December 5, 2014

Building Highly Available Systems Using Amazon Web Services

High Availability is the fundamental feature of building software solutions in a cloud environment. Traditionally high availability has been a very costly affair but now with AWS, one can leverage a number of AWS services for high availability or potentially “always availability” scenario.

In this blog, I’ll be mentioning some tips to attain high availability for your application deployed on Amazon Web Services.

Before starting, let us see how the AWS Infrastructure is organized across the globe.

1. AWS is spread across the world in multiple geographical locations called Regions. Refer to DIAG1 – REGIONS below.
2. Within each region, there are several isolated locations called Availability Zones. An availability zone can be seen as a separate data center within a region.




To build a highly available environment, the most recommended approach is to use multiple availability zones.

Assume a scenario of building a web application which needs to be highly available. A possible/simple deployment model for the same is to use Elastic Load Balancer in front of a cluster of your web application servers. Refer to DIAG2 – WEB TIER below.
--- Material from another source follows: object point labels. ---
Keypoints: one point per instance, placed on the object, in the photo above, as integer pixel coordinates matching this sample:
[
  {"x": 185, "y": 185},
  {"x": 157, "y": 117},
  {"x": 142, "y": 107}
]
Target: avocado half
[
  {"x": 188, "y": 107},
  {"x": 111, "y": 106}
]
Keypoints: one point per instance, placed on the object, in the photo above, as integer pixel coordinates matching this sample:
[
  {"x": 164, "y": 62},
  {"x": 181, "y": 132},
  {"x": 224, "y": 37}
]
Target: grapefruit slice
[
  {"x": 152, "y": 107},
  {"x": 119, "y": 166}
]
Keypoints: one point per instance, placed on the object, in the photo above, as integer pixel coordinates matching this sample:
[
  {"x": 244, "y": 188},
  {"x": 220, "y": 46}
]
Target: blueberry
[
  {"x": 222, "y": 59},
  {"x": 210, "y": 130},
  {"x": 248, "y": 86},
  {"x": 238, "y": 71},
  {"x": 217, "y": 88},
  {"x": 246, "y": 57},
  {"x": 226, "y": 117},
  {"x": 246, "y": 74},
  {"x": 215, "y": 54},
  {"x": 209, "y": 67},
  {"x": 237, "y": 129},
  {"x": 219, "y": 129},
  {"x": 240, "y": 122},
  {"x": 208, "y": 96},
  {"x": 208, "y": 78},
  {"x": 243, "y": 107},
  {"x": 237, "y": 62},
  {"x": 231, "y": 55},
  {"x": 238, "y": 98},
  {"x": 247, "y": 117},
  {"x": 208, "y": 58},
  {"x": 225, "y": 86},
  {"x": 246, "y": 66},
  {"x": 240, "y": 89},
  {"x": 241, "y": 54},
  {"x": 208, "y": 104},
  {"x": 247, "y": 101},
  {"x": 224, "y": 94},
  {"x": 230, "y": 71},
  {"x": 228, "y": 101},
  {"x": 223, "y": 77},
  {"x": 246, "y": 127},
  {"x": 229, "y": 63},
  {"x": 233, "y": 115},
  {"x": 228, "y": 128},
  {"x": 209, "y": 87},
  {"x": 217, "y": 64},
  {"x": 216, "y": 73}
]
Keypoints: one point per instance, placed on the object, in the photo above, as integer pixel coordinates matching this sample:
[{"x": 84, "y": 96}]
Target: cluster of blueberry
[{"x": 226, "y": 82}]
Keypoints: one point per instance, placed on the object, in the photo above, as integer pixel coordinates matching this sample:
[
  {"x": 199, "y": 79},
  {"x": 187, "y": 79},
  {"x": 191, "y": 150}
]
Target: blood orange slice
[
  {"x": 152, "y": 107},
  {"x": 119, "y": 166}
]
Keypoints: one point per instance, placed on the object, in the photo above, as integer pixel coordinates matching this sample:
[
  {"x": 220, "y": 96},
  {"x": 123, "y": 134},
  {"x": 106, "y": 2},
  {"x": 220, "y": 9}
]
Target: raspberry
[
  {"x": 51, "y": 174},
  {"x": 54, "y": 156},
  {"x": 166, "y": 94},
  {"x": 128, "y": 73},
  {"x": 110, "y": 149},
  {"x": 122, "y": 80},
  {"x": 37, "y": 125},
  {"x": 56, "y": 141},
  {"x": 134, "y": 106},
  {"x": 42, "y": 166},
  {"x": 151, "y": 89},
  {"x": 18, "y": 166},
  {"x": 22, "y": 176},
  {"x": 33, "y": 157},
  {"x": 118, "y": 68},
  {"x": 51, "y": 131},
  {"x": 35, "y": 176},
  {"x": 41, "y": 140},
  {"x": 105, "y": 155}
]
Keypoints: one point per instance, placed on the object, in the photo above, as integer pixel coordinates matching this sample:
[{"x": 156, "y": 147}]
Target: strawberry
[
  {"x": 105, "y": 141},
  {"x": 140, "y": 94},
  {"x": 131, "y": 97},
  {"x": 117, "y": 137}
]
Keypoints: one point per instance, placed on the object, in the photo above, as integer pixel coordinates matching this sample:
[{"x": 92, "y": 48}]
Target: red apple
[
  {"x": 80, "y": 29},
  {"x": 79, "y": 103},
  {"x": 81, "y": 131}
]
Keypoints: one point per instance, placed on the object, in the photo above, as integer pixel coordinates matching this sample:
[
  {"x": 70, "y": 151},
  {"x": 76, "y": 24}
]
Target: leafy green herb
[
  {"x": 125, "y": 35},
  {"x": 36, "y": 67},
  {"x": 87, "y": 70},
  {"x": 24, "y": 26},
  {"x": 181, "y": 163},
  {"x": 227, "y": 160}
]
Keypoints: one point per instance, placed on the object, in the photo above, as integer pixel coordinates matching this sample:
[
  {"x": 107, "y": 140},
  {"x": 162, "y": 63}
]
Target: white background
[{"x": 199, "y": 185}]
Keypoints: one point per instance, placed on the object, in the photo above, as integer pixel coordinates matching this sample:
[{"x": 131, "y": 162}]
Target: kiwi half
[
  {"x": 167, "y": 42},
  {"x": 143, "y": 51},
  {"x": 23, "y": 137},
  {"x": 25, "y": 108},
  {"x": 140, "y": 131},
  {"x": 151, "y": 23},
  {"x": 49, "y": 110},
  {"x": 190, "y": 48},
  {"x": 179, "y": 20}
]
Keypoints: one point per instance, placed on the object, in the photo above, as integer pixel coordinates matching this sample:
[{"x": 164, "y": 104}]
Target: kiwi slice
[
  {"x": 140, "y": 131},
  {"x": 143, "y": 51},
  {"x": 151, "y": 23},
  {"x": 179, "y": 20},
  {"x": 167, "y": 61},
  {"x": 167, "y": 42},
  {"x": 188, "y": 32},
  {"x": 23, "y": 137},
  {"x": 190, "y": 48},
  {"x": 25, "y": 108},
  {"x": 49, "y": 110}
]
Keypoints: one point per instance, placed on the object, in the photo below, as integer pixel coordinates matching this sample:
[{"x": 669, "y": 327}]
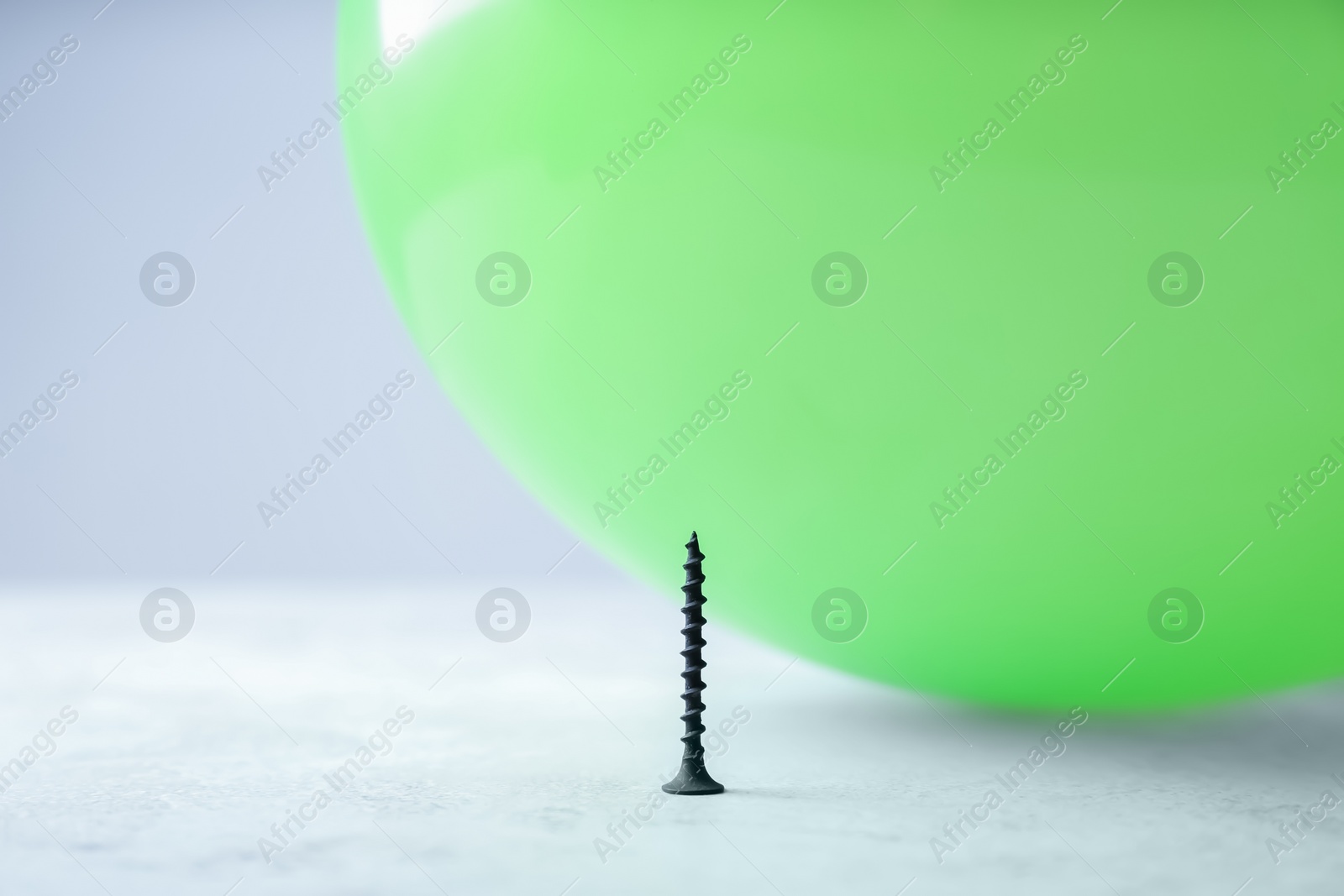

One important point to note is: “The cluster should spread across multiple Availability Zones. The Availability Zones are fault isolated data centers which in turn maximize uptime for your Web Application Tier.”



Let us extend the above scenario; the web application is now integrated to a database. The whole application’s availability now depends on the database. What if it goes down? This will have a severe impact on the availability of the overall application.

The simple approach to have high availability between the web application tier and database is to set up a failover cluster for the database which is inherently supported by Amazon RDS Multi-AZ deployment. Again, Multi-AZ deployment ensures maximum availability. This way we have avoided a “Single Point of Failure” scenario.

<DIAG3 – Database>


Some of the common point of failures and their mitigation

DNS/Domain Services Route53
Load Balance Elastic Load Balancing
Web/Application Server Auto-Scaling
Database Servers Redundant nodes or clustering
Authentication Redundant nodes
Data Center Failures Use Multiple Availability Zone
Disaster Use Multiple Regions


A loosely coupled architecture is more fault tolerant, as components are not directly dependent on each other and the failure of one component does not bring the whole system down. Some of the key tricks for building loose coupling are:

• The application should be built on individual small modules. Each module should be a black box. They should be fairly independent.
• Use queues to pass messages between these black box components. Use AWS services like Simple Work Flow, Simple Queue Service, Simple Notification Service, and CloudWatch.
• Decouple the components by putting a load balancer between clusters. Use AWS services like Elastic Load Balancer, Route53, etc.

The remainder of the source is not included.